Creo que hay un compromiso de las empresas con la RSE. Hay muchas compañías que se toman esto en serio. Es importante que haya un aporte integral y en conjunto. O sea, que tanto los dueños y los gerentes como el resto de los empleados participen activamente y comprometidos con estas acciones. Ahora, siempre es lindo pensar que podemos hacer mucho más. Todavía hay muchas compañías y algunos empresarios que tienen la posibilidad de profundizar aún más en esta temática y contribuir mejor. Quienes ya han asumido la RSE como un camino a seguir, deben impulsar e invitar a sus pares a que se sumen al desarrollo de este tipo de iniciativas.

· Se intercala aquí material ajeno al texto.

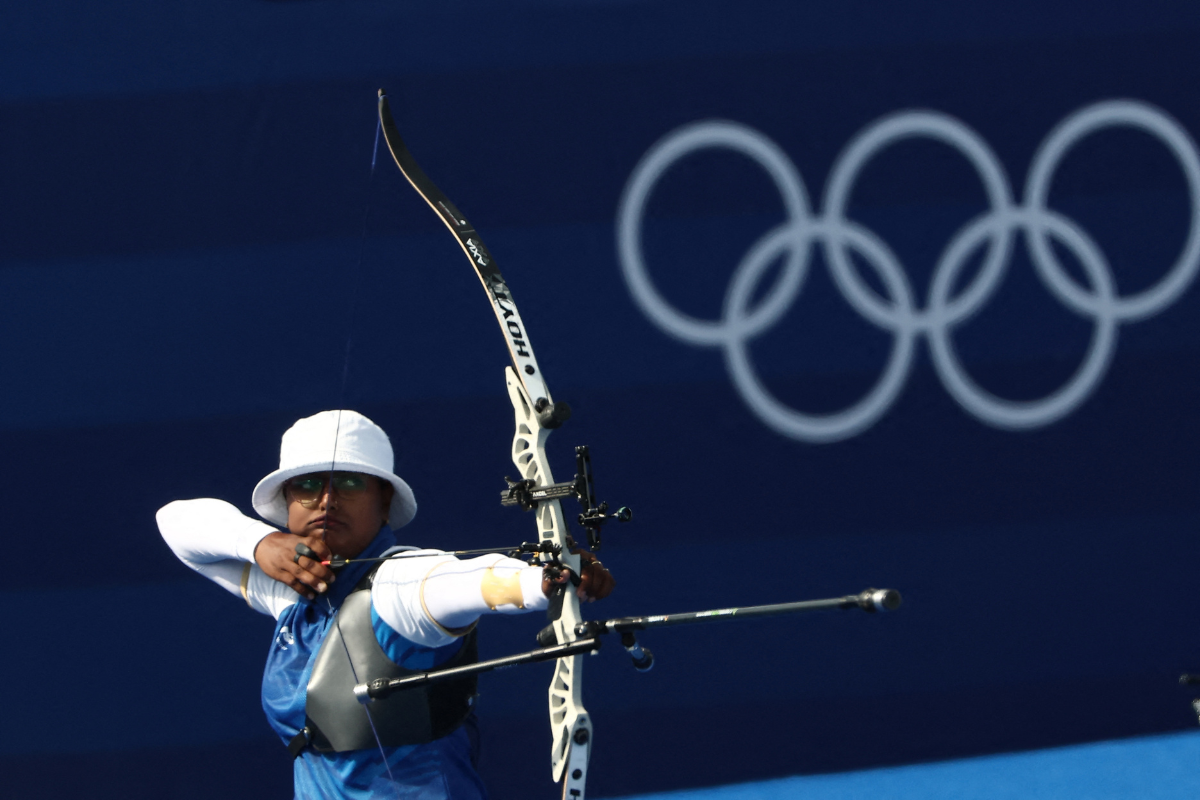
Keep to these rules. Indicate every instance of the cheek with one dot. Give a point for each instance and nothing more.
(297, 517)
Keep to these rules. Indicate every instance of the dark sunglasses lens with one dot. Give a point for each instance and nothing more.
(306, 489)
(347, 483)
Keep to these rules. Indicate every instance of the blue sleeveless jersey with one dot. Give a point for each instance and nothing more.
(439, 769)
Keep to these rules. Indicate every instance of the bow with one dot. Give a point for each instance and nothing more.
(535, 416)
(568, 637)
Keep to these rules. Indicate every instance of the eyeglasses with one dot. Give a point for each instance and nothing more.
(309, 489)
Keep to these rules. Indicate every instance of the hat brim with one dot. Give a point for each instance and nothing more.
(269, 503)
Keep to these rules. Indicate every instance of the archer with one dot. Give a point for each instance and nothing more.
(352, 605)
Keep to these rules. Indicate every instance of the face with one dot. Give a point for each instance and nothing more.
(346, 511)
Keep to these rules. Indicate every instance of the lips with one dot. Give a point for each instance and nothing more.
(325, 522)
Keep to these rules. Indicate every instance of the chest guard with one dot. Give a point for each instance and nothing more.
(337, 722)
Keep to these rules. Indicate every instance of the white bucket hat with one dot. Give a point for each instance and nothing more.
(334, 440)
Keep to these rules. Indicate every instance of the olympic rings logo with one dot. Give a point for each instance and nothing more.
(898, 313)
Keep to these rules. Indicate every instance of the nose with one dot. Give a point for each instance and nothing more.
(328, 498)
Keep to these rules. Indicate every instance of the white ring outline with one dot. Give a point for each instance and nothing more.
(897, 313)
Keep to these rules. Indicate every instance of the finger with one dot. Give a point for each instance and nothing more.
(309, 578)
(316, 569)
(318, 546)
(299, 588)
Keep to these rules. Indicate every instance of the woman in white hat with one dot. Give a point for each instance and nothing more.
(335, 494)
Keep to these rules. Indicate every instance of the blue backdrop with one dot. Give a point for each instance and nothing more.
(195, 248)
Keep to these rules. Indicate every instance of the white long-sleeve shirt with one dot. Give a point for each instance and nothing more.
(430, 597)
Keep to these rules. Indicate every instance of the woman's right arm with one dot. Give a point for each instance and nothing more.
(216, 540)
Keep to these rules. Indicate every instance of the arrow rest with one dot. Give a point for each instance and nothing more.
(527, 494)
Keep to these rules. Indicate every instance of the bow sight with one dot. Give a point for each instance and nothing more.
(527, 494)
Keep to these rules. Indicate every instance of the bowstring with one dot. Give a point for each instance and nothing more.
(337, 431)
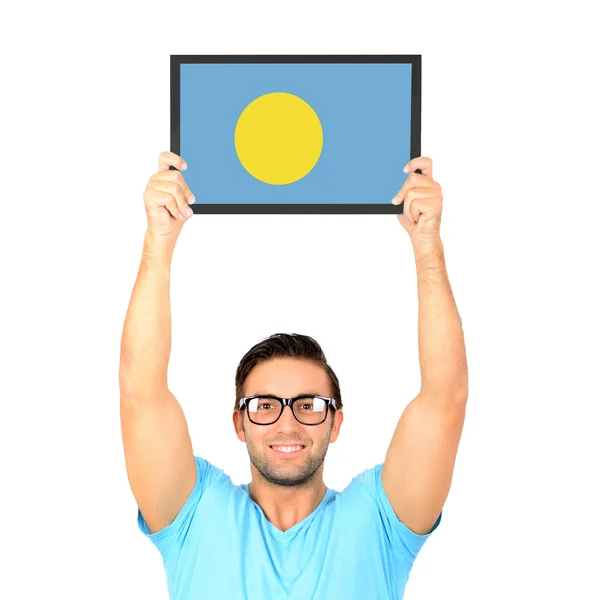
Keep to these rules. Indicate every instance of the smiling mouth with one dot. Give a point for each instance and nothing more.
(287, 450)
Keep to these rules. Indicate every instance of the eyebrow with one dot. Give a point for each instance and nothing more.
(274, 396)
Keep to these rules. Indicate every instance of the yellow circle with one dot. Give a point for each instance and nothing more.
(278, 138)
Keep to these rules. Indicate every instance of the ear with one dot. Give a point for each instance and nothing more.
(237, 424)
(338, 418)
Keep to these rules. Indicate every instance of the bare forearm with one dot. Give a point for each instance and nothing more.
(146, 340)
(442, 355)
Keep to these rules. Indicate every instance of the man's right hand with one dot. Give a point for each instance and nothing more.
(166, 198)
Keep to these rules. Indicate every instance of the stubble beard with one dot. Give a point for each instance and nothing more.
(278, 473)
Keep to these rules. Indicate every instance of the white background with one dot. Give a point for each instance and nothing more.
(510, 119)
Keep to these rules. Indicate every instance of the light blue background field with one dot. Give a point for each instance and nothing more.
(364, 109)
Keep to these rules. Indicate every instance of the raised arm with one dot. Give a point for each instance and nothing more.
(419, 463)
(158, 451)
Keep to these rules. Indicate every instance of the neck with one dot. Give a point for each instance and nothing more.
(285, 506)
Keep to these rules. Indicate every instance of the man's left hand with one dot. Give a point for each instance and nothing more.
(422, 197)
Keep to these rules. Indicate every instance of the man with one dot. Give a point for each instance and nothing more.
(285, 535)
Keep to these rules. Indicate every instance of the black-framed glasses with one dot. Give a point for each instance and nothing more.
(308, 409)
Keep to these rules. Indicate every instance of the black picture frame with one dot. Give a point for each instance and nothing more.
(415, 126)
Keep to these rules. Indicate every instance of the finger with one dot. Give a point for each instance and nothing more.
(170, 159)
(415, 198)
(422, 162)
(177, 177)
(414, 180)
(419, 194)
(176, 203)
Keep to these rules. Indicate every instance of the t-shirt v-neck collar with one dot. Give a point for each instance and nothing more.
(285, 536)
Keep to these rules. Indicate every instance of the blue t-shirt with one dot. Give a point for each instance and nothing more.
(220, 545)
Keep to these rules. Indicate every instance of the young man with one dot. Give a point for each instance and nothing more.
(285, 535)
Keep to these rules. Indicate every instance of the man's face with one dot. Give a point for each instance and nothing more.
(287, 378)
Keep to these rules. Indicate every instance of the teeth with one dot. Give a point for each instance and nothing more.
(287, 448)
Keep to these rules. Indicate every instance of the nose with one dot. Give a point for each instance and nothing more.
(287, 419)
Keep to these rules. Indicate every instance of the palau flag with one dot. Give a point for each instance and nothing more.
(303, 134)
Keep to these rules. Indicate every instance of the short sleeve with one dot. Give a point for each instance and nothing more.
(176, 531)
(404, 541)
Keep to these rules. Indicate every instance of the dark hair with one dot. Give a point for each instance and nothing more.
(285, 345)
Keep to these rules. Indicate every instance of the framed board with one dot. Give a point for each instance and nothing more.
(296, 133)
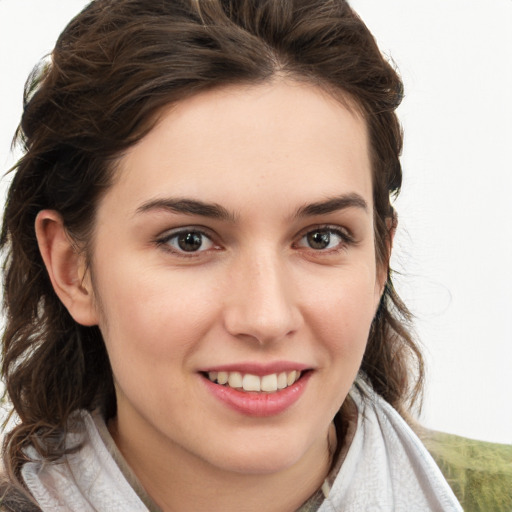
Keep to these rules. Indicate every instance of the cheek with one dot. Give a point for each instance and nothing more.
(341, 312)
(152, 314)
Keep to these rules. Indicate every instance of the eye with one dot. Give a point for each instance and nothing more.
(324, 239)
(188, 241)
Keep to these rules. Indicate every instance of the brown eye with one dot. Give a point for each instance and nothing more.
(188, 241)
(324, 239)
(319, 239)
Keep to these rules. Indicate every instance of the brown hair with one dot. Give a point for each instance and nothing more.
(114, 68)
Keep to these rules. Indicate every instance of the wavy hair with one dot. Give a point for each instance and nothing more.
(114, 68)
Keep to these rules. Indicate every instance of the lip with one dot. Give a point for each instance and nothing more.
(258, 404)
(257, 368)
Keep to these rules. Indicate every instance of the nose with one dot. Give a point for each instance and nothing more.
(262, 301)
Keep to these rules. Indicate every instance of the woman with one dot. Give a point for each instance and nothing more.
(200, 309)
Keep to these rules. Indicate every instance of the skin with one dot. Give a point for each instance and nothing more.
(255, 291)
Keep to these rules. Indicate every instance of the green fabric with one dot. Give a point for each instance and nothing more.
(479, 473)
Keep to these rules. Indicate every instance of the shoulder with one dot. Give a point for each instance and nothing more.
(480, 473)
(15, 499)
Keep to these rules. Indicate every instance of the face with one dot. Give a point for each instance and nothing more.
(235, 276)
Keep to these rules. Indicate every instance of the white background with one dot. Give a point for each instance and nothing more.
(454, 244)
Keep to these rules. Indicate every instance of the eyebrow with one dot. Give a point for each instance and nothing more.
(216, 211)
(332, 205)
(188, 206)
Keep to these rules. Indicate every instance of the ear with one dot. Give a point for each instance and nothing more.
(66, 267)
(382, 273)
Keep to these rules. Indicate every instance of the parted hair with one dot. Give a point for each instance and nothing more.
(115, 67)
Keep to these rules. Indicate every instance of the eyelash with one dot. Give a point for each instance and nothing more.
(165, 241)
(345, 240)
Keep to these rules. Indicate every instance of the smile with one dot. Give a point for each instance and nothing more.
(247, 382)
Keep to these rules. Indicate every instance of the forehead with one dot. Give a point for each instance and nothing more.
(284, 141)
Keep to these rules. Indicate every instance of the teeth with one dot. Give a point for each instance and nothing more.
(248, 382)
(269, 383)
(235, 380)
(251, 383)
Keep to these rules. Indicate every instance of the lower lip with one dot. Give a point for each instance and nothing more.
(259, 404)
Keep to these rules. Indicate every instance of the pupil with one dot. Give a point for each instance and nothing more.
(319, 240)
(190, 242)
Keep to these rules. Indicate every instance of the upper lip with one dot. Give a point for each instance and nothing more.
(258, 369)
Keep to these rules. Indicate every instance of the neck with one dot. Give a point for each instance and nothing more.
(181, 481)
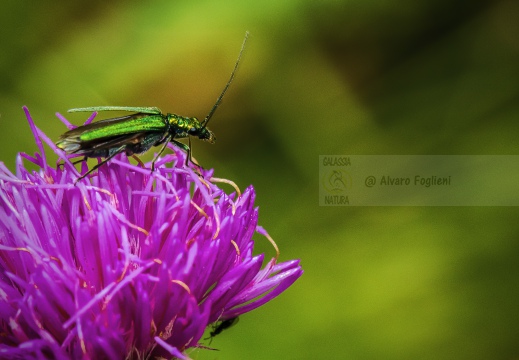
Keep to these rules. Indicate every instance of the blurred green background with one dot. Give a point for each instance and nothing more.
(317, 78)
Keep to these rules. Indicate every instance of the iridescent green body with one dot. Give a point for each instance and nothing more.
(138, 132)
(223, 325)
(132, 134)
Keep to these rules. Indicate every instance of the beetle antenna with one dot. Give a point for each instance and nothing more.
(219, 100)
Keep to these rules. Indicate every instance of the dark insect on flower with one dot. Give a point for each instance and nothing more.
(125, 265)
(223, 325)
(138, 132)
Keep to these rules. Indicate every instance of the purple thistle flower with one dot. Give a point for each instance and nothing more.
(124, 264)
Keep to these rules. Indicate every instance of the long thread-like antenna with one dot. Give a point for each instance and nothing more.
(219, 100)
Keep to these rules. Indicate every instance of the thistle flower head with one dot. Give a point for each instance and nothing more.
(125, 263)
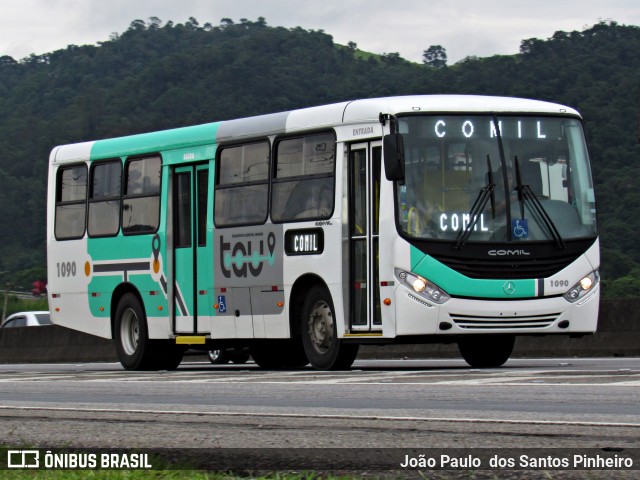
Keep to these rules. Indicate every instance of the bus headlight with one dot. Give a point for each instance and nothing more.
(423, 287)
(584, 286)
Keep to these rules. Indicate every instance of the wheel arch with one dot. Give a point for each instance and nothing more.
(296, 303)
(118, 293)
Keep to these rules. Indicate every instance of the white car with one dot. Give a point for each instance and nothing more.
(27, 319)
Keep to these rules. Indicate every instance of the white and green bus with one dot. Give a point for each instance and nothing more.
(304, 234)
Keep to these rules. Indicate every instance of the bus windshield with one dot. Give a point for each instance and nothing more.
(485, 178)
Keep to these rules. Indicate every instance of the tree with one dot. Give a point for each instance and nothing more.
(435, 56)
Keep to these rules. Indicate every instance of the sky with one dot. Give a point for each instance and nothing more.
(464, 28)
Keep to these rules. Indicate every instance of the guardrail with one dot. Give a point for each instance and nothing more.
(618, 335)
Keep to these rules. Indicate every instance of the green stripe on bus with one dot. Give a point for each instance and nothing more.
(155, 141)
(458, 285)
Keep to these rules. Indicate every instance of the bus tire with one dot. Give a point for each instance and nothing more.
(323, 348)
(133, 347)
(486, 351)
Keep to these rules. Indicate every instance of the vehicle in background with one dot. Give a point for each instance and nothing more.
(27, 319)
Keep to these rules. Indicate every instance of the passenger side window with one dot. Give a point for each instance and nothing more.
(141, 199)
(71, 202)
(104, 199)
(303, 184)
(242, 185)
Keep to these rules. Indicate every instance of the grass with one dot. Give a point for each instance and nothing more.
(155, 475)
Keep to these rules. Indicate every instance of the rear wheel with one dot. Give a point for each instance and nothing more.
(322, 346)
(486, 351)
(130, 333)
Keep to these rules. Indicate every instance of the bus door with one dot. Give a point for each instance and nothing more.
(190, 294)
(364, 213)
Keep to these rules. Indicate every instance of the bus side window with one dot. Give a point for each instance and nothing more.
(71, 202)
(104, 199)
(141, 200)
(242, 185)
(303, 185)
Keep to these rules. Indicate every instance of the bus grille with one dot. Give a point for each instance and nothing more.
(476, 322)
(511, 269)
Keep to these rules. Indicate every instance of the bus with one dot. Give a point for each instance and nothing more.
(302, 235)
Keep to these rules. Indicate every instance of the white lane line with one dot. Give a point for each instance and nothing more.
(320, 416)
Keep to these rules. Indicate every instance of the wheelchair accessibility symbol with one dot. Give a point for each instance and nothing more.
(520, 228)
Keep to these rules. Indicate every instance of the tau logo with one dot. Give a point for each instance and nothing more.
(241, 259)
(509, 288)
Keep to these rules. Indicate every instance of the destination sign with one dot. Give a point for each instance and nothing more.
(309, 241)
(474, 127)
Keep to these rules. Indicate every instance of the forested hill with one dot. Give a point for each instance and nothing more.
(158, 75)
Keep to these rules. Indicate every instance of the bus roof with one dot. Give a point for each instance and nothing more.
(351, 112)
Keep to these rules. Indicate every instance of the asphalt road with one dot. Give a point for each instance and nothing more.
(561, 403)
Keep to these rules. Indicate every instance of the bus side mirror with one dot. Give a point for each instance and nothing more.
(393, 150)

¿Cuáles son sus sueños?, ¿qué cosas aún le quedan por hacer?

Mi anhelo es formar parte de la generación o del grupo de personas que pueden cambiar la realidad de la Argentina, para que la gente viva mejor. No sueño con un cargo, con llegar a ser “tal cosa…”. Quiero formar parte de un proyecto que transforme nuestro país. Creo que esto no se hace de a uno, sino que debe ser el resultado de la unión entre varias partes, ya sea entre empresarios, políticos, académicos y ciudadanos que empiezan a pensar de otra manera. Tengo la convicción de que eso ya está comenzando a pasar. Lo escucho en la gente, leo en las redes sociales. Por supuesto, tengo sueños más personales. Quiero que mi hijo sea feliz y pueda desarrollarse y cumplir sus metas. Pero también soy una persona muy agradecida de la vida, de mi familia, de mis amistades y de haber podido desarrollar mi vocación.